Nesse contexto, o fim dos 16 anos de Merkel como primeira-ministra alemã abre dúvidas sobre a condução da União Europeia daqui para frente. A atuação firme, sóbria e moderada da alemã, especialmente após as crises econômica de 2008 e dos refugiados, em 2015, deu ao poderoso bloco a sua cara, indo além da influência natural de qualquer chefe de governo alemão. Algo que, a curto-prazo, nenhum de seus possíveis sucessores conseguirá ter, seja ele o social-democrata Olaf Scholz, seu ministro das Finanças, Armin Laschet, seu correligionário democrata-cristão.

Embora muitos analistas considerem que, por hora, o manejo só conseguirá ser feito conjuntamente, é nítido o esfregar de mãos de Emmanuel Macron, sem também, em uma Europa pós-Brexit, Boris Johnson para contrabalança-lo. “As eleições alemãs estão sendo vistas na França como uma oportunidade para uma reinicialização, na qual quem entrar terá menos estatura do que Macron”, disse Nicholas Dungan, do Atlantic Council em matéria veiculada no "Estadão".

O presidente francês passou anos delineando sua visão para a Europa e nela, além de reformas na zona do euro e uma política comum de asilo, destaca-se pressionar Bruxelas por um sistema de defesa único. Os traumas nazistas ficaram para trás e, nos últimos anos, foi Berlim quem hesitou em avançar no assunto. "No início da próxima década, a Europa deve ter uma força de intervenção conjunta, um orçamento de defesa comum e uma doutrina única para ação", disse ainda em seu primeiro ano de mandato, em 2017. Em janeiro próximo, ele assumirá a presidência rotativa do Conselho da UE.

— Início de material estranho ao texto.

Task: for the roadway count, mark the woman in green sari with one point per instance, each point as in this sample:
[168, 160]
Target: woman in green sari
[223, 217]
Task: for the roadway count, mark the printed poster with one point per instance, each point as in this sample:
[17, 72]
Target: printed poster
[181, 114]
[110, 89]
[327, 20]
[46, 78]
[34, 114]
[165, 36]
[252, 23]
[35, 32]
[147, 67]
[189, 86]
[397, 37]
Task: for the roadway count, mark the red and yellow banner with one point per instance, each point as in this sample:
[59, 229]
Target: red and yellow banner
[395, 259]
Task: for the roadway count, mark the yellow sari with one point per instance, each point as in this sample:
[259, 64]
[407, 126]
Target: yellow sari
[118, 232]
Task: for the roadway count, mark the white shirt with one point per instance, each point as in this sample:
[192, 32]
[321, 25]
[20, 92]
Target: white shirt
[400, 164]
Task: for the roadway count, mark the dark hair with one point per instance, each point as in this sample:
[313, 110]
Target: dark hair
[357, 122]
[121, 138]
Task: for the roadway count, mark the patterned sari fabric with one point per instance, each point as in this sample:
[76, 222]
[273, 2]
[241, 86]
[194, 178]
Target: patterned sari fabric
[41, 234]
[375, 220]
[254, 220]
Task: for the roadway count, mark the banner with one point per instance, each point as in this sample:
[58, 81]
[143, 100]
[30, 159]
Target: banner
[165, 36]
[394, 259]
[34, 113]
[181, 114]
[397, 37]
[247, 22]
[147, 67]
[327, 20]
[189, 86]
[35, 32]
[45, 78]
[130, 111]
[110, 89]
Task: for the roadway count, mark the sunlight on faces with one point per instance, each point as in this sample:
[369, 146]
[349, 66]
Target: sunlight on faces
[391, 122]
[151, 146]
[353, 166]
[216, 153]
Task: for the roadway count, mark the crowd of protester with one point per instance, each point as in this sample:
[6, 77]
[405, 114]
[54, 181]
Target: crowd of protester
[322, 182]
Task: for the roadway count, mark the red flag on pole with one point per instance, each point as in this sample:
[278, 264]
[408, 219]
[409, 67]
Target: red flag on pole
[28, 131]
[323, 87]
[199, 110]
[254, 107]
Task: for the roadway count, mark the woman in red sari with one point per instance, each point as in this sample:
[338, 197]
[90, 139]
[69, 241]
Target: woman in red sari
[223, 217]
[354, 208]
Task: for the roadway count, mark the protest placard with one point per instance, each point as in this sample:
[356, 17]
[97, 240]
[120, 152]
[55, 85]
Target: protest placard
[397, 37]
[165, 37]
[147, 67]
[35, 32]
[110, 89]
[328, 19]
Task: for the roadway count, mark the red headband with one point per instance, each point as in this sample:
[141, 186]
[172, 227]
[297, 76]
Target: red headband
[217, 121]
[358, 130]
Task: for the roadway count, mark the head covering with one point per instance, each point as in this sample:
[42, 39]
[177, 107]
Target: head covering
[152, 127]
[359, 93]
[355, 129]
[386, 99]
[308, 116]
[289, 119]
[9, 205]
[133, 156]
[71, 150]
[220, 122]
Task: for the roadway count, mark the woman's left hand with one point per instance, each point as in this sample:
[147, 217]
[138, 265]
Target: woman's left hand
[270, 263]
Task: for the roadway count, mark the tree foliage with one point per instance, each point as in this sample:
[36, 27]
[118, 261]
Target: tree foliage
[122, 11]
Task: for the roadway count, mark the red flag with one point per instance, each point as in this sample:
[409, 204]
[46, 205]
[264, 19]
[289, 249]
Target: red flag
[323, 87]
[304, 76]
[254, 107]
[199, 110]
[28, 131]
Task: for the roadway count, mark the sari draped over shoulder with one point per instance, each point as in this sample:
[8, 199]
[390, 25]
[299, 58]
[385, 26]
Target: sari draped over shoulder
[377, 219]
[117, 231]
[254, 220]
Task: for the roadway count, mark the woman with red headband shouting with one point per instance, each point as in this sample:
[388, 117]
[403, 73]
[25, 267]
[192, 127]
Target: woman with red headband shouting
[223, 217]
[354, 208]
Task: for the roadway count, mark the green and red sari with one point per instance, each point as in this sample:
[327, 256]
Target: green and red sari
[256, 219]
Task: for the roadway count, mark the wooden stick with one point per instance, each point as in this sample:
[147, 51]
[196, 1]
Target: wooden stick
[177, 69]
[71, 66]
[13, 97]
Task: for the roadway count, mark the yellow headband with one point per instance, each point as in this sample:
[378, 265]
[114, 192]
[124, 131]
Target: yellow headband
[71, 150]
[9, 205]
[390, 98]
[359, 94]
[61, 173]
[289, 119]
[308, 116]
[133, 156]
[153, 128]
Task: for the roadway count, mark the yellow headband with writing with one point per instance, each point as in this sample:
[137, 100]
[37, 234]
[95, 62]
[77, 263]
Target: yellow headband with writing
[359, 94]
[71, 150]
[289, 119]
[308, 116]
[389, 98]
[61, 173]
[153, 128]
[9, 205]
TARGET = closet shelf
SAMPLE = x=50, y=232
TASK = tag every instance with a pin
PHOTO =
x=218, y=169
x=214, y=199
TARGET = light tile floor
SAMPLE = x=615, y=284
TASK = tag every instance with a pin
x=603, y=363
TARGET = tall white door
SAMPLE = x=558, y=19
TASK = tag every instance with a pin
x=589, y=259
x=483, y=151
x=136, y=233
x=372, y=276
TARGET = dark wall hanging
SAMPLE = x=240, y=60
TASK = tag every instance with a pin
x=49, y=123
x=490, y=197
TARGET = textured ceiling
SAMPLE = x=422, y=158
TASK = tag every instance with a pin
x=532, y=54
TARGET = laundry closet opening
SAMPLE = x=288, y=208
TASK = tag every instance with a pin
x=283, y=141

O cenário mundial do momento parece jogar a favor de seus desejos de devolver à França o papel de principal ideóloga da integração europeia. Além da ausência de Merkel e de Johnson ( com o qual seria impossível chegar a um acordo sobre Exército comum), o presidente norte-americano, Joe Biden, vem involuntariamente ajudando.

Ao por em prática uma desastrosa e unilateral retirada de tropas do Afeganistão e principalmente bancar um contrato de venda de submarinos de propulsão nucleares para a Austrália, em detrimento do acordo que este país tinha com a França para compra de 12 submarinos convencionais, Biden entregou a Macron o discurso da necessidade de independência estratégica do continente. 

Um discurso com razão de ser. O gosto de traição vai além dos prejuízos financeiros. O acordo, que permitirá a Austrália construir submarinos com tecnologia norte-americana e inclui ainda áreas como inteligência artificial e cibersegurança, formaliza a cooperação em defesa existente há décadas entre Estados Unidos, Reino Unido e Austrália. Essa nova aliança militar (AUKUS), nascida para conter a crescente presença militar da China no Indo-Pacífico, sinaliza que Biden não poupará esforços no embate prioritário com Pequim. Nem que afete aliados tradicionais.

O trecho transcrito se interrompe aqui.